In the matter of the intestate estate of the late JUAN "JHONNY" LOCSIN, SR., LUCY A.
SOLINAP (Daughter of the late Maria Locsin Araneta), the successors of the late LOURDES C.
LOCSIN, MANUEL C. LOCSIN, ESTER LOCSIN JARANTILLA and the intestate estate of the
late JOSE C. LOCSIN, JR., petitioners, vs. JUAN C. LOCSIN, JR., respondent.
DECISION
SANDOVAL-GUTIERREZ, J.:
A Certificate of Live Birth duly recorded in the Local Civil Registry, a copy of which is
transmitted to the Civil Registry General pursuant to the Civil Registry Law, is prima facie
evidence of the facts therein stated. However, if there are material discrepancies between them,
the one entered in the Civil Registry General prevails.
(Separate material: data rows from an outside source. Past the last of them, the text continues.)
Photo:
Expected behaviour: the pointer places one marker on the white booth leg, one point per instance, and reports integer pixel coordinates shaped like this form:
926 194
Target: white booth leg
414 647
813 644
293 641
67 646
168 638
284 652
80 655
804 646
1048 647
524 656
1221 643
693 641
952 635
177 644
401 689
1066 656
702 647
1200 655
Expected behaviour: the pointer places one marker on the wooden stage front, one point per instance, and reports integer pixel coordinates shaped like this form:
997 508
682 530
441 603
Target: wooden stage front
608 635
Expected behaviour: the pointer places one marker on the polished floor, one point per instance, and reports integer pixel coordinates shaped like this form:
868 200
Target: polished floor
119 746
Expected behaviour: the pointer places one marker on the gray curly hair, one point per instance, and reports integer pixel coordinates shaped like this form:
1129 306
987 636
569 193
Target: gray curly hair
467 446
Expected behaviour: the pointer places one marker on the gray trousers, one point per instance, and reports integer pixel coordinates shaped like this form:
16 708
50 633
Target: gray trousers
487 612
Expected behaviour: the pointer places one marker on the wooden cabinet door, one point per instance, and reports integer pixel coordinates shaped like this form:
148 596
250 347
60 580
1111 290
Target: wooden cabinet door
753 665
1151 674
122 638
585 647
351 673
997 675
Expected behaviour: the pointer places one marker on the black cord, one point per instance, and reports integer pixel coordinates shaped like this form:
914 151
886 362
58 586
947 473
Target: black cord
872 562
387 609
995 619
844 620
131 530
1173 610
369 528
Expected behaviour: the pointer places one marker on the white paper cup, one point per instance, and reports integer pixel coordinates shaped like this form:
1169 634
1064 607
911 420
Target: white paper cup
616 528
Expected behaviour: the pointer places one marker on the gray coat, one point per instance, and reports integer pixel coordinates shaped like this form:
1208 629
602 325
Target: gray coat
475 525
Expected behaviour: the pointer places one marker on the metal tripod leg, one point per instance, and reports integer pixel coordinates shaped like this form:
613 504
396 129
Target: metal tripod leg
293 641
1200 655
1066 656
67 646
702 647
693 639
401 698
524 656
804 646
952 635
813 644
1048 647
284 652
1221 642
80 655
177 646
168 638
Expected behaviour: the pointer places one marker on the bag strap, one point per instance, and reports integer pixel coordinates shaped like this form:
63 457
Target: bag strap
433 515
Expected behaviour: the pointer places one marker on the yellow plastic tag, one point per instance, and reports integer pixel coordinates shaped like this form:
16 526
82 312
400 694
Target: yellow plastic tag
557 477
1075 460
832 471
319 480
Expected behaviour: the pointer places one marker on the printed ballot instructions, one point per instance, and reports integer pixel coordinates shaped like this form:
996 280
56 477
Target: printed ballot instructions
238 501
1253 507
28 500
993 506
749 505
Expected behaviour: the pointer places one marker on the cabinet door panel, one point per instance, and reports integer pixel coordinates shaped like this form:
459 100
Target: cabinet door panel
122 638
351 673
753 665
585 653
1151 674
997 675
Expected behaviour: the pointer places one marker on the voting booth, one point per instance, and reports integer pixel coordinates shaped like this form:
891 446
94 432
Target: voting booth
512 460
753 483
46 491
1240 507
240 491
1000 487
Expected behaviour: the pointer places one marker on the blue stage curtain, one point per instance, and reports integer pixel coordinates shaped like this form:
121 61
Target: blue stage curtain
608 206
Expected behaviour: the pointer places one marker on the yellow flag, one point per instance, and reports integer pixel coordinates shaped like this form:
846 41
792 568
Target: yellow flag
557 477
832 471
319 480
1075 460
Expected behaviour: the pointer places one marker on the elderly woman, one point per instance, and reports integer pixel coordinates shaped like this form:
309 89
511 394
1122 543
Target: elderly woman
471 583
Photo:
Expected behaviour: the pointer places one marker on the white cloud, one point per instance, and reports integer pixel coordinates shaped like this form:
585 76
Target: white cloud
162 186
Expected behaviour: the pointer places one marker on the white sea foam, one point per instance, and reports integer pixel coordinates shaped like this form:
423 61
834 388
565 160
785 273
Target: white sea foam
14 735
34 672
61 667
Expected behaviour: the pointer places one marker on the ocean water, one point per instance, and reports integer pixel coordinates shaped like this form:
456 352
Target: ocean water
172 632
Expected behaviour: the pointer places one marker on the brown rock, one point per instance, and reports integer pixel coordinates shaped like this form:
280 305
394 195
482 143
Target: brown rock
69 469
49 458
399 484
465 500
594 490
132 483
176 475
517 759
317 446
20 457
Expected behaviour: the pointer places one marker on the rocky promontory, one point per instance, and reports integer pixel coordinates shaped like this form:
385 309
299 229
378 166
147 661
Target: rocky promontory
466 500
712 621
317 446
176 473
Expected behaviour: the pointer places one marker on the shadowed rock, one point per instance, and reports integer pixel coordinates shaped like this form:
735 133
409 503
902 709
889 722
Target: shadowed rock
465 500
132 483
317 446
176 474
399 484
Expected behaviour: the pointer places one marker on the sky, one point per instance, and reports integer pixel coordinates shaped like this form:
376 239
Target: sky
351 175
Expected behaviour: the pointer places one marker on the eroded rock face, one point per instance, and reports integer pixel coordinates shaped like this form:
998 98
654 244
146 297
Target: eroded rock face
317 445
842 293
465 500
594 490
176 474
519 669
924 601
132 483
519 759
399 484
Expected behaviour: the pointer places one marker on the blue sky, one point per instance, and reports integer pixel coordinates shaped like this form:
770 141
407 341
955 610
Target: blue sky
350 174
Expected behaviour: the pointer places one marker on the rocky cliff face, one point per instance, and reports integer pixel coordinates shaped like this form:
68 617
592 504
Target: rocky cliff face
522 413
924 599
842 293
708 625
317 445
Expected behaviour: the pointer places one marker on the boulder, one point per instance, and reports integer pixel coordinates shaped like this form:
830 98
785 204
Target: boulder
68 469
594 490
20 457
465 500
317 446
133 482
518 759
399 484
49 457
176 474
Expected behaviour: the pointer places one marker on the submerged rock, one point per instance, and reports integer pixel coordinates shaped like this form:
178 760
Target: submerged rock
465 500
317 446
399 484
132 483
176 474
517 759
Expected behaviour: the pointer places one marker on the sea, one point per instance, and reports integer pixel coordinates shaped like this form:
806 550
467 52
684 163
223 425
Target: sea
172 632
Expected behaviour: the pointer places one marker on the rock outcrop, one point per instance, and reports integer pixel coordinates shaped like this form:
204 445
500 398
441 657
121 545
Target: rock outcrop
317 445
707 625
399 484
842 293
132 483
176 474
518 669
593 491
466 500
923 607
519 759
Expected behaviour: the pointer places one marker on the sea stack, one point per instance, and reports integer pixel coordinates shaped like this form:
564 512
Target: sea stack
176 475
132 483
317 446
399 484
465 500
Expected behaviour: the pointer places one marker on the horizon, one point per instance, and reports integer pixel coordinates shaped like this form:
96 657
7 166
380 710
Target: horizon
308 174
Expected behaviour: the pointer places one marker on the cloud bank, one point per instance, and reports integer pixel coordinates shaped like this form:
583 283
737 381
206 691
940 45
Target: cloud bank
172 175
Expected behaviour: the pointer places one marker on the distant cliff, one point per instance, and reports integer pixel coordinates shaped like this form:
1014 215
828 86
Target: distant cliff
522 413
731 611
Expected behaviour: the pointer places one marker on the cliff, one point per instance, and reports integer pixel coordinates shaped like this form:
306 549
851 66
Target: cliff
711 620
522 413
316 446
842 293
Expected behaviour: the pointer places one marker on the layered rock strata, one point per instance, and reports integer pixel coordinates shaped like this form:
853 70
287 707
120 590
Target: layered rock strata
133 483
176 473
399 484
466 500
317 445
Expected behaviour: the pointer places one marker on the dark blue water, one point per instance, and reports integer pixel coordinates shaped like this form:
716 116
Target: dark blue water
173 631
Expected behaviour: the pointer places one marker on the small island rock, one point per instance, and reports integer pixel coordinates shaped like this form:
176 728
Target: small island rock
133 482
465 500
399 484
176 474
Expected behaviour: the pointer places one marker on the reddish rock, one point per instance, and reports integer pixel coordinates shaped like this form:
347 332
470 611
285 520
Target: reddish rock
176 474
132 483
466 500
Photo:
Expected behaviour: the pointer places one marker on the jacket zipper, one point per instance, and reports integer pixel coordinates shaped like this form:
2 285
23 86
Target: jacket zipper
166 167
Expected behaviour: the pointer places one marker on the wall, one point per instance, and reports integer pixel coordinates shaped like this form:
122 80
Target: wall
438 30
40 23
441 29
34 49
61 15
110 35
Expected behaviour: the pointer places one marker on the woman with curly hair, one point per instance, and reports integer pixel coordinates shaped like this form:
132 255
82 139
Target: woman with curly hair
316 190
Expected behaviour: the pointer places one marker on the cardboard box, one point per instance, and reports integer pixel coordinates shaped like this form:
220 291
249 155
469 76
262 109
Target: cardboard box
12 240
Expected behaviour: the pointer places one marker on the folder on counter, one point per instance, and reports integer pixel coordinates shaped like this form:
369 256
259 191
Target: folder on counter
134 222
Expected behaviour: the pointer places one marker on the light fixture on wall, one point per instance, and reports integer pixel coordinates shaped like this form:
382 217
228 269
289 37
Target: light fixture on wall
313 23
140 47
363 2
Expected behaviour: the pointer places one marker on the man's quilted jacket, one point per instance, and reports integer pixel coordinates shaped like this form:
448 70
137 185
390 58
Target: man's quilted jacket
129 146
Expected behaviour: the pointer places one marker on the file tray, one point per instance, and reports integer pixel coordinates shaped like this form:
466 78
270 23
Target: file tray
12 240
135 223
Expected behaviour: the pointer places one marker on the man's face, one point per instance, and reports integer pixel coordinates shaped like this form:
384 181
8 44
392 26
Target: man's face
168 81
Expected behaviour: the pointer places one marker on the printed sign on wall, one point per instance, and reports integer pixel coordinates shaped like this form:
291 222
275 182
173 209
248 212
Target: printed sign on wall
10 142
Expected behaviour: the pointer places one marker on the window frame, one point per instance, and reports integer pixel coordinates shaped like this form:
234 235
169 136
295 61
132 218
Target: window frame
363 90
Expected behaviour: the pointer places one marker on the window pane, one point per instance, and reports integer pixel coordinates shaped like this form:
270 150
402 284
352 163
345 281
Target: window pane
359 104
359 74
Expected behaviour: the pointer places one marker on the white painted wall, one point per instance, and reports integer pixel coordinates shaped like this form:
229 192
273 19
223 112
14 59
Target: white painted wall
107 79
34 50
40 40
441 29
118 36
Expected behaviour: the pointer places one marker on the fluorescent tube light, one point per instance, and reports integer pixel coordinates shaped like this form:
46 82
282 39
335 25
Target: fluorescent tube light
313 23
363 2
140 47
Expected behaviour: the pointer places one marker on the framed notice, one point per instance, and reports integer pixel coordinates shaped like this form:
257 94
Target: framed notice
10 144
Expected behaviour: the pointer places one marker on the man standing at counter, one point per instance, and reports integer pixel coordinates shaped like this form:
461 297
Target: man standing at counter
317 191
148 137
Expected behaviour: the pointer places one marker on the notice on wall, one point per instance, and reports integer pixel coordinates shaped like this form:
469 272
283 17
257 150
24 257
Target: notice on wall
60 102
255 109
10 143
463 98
This is a petition for review on certiorari under Rule 45 of the 1997 Rules of Civil Procedure, as
amended, seeking the reversal of the September 13, 2000 Decision of the Court of Appeals in
CA-G.R. CV No. 57708 which affirmed in toto the September 13, 1996 order of the Regional
Trial Court, Branch 30, of Iloilo City in Special Proceeding No. 4742. The September 13 order
of the trial court appointed Juan E. Locsin, Jr., respondent, as the sole administrator of the
Intestate Estate of the late Juan "Jhonny" Locsin, Sr.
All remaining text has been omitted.